To estimate risk of a disease, the earliest method that scientist used were epidemiological data analysis. For example, in the 1950’s they found that smokers got an increased incidence of lung cancer. It took the society nearly 3 decades before it was generally accepted and warnings started being issued but that is another story. Currently, the method data analysis is to use biomarkers for the disease. So, for example if you go to the doctor to measure heart risk, they would measure the C-reactive protein and brain natriuretic peptide. Based on these values and comparing the statistical correlation with the data, you will be able to compute the score for risk.

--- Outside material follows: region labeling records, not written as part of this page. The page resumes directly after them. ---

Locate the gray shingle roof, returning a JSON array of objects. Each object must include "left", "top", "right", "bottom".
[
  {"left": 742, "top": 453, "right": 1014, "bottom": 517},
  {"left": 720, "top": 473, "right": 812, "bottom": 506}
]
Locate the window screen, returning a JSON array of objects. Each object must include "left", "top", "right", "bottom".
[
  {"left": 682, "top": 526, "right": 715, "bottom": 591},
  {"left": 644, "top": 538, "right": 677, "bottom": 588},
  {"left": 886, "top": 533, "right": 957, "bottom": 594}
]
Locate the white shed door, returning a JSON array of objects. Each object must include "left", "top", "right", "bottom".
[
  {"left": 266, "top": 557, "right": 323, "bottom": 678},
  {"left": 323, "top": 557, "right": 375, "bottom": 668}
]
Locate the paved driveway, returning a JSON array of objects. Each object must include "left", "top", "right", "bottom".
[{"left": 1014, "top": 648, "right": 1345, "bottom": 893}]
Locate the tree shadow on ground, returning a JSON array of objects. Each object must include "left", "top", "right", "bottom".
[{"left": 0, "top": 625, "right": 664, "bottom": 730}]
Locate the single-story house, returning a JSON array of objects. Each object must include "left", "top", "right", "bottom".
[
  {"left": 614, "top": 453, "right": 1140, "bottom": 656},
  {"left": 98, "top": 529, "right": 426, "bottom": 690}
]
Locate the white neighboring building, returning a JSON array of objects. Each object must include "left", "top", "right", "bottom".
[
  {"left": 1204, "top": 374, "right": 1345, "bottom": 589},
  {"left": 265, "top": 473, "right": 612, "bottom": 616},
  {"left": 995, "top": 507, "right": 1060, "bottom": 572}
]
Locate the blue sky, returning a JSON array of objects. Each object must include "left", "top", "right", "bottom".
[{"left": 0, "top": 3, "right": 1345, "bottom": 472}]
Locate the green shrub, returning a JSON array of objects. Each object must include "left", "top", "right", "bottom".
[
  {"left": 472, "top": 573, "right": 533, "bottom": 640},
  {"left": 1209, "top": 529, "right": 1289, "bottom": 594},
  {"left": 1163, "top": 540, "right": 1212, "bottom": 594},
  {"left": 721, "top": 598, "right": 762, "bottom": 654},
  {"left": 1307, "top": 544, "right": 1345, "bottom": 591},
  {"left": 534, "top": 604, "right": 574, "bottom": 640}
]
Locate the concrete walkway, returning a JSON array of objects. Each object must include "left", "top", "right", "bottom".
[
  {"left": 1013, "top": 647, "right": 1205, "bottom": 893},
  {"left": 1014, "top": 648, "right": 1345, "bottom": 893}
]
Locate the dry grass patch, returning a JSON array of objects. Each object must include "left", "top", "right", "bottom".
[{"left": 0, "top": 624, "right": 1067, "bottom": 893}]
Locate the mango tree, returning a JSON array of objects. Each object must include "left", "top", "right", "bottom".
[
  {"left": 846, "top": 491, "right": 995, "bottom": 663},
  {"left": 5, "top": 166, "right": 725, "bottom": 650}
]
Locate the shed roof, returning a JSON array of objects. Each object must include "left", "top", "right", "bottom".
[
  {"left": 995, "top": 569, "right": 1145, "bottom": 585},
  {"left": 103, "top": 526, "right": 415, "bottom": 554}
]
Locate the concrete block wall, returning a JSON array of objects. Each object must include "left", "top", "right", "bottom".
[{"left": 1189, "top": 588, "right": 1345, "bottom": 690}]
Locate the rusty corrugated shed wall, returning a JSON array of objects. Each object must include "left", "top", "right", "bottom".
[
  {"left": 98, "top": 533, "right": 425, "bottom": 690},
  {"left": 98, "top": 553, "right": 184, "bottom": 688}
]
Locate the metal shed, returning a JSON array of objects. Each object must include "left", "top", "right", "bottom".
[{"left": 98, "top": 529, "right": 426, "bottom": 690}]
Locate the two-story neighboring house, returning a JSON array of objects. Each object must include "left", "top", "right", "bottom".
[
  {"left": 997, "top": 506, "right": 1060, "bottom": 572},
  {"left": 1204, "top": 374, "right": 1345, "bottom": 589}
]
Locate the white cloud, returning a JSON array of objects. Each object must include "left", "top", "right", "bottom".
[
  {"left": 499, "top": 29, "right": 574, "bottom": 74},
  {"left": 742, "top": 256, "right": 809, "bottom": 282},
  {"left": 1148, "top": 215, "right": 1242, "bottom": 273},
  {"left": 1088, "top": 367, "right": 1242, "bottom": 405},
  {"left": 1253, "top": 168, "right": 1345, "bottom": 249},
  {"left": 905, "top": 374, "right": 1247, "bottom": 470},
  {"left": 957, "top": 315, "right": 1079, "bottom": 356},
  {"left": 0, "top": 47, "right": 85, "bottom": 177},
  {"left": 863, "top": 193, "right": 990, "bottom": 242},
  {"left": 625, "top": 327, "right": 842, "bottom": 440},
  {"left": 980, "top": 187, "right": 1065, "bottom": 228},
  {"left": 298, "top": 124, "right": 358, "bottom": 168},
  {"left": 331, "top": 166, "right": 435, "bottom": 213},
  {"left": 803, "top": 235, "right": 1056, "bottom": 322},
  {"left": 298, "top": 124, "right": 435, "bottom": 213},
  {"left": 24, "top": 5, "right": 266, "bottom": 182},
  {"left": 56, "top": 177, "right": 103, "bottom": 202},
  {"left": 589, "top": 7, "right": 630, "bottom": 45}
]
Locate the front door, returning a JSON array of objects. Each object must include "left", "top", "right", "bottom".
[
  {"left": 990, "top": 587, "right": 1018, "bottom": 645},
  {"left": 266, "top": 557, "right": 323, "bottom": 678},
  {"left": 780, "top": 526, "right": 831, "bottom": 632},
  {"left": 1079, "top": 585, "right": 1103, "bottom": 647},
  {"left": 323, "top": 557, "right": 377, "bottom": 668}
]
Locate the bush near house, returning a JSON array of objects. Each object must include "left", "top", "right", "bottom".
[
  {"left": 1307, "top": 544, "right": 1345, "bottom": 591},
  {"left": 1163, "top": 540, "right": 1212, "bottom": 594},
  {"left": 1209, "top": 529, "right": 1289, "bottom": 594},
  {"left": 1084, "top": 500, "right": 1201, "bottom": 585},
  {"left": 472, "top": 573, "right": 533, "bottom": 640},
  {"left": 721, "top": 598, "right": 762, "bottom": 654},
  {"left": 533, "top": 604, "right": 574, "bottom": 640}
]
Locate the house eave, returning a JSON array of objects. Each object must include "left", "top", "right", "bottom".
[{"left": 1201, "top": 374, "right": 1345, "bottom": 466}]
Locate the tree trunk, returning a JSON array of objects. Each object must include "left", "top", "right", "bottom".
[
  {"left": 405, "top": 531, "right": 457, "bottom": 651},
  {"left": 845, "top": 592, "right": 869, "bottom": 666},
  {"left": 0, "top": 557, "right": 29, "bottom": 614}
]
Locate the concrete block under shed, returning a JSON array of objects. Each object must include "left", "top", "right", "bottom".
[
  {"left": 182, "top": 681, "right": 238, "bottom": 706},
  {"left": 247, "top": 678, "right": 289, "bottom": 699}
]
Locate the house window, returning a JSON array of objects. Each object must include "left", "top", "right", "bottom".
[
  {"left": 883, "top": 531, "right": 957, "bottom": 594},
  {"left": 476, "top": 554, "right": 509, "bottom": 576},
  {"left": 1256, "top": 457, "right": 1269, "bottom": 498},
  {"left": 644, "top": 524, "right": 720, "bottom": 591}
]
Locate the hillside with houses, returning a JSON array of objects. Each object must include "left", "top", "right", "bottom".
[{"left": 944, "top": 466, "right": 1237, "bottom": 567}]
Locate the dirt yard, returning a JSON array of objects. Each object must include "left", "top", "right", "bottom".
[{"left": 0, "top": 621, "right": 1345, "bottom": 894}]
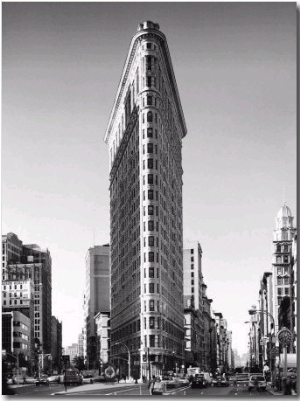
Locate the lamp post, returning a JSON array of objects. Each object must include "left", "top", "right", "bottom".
[
  {"left": 2, "top": 351, "right": 19, "bottom": 384},
  {"left": 248, "top": 309, "right": 275, "bottom": 383},
  {"left": 116, "top": 342, "right": 131, "bottom": 379}
]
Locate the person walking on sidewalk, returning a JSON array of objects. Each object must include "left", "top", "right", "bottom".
[{"left": 148, "top": 375, "right": 155, "bottom": 395}]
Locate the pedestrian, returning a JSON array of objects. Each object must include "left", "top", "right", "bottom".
[
  {"left": 152, "top": 377, "right": 164, "bottom": 395},
  {"left": 148, "top": 375, "right": 155, "bottom": 395}
]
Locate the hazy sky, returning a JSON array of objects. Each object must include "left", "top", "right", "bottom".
[{"left": 2, "top": 2, "right": 296, "bottom": 352}]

These direct measures are easy to compute if you have the data available. Where it gets interesting is to modify these parameters in interesting ways to compute the heart attack risk. So for example, you could combine the two parameters with the cholesterol numbers and call it “Serum risk”. The combination could be an equation or a direct correlation but now you have one number to compute risk.
A group of authors, Zeeshan Syed, Collin M. Stultz, Benjamin M. Scirica, and John V. Guttag have done just that in Sci Transl Med , 28 September 2011:Vol. 3, Issue 102. They looked at the Electrocardiogram data of many patients and rather than using the traditional method of correlating risk with one measured factor, depressed left ventricular ejection fraction, they combined factors to create three new “biomarkers”, morphologic variability, symbolic mismatch, and heart rate motif. These were computationally derived and there was no previous knowledge or derivation of how combination of factors could be useful.
This takes our predictability to a whole new level and can now probably catalyze more biological science in understanding what are the factors involved in risk. Also, since these are computationally derived, there is very little inherent bias. But wonder, if this can be used as an argument now about how computers are more intelligent than humans?